Karen Anderson | |
Birth Name: | June Millichamp Kruse |
Birth Date: | September 16, 1932 |
Birth Place: | Erlanger, Kentucky |
Death Place: | Sunland-Tujunga, Los Angeles |
Nationality: | American |
Occupation: | Writer, editor |
Period: | 1958–2018 |
Genre: | Fantasy |
Karen Anderson (born June Millichamp Kruse ; September 16, 1932 – March 17, 2018) was an American writer.
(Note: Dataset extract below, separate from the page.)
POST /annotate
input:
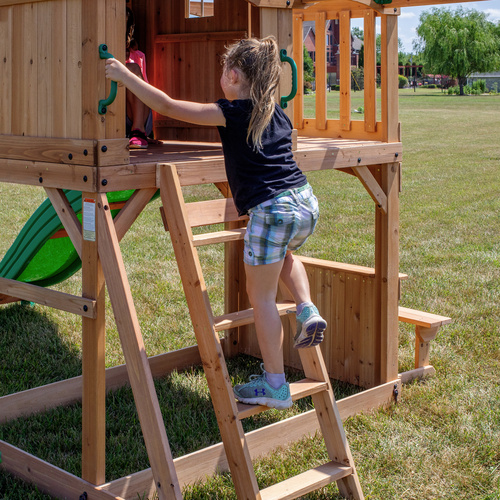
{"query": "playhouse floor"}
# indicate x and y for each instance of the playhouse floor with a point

She published fiction and essays solo and in collaboration with her husband Poul Anderson and others.
Anderson was born June Millichamp Kruse in Erlanger, Kentucky, a suburb of Cincinnati, Ohio.
In the 1980s she co-authored several books in collaboration with her husband, Poul Anderson.
She is noted as the first person to use the term filk music in print[1] and she wrote the first published science fiction haiku (or scifaiku), "Six Haiku" (The Magazine of Fantasy and Science Fiction, July 1962).[2] She also probably coined the term sophont to describe the general class of sapient beings.
In 1950 she, along with three friends, founded a Sherlock Holmes society, naming it the "Red Circle Society." She was, around this time, a friend of Hugh Everett III, of whose theories about parallel universes Poul Anderson later became an enthusiast.[3]
Robert A. Heinlein dedicated his 1982 novel, Friday, in part to Anderson.[4]
The writer Greg Bear was her son-in-law.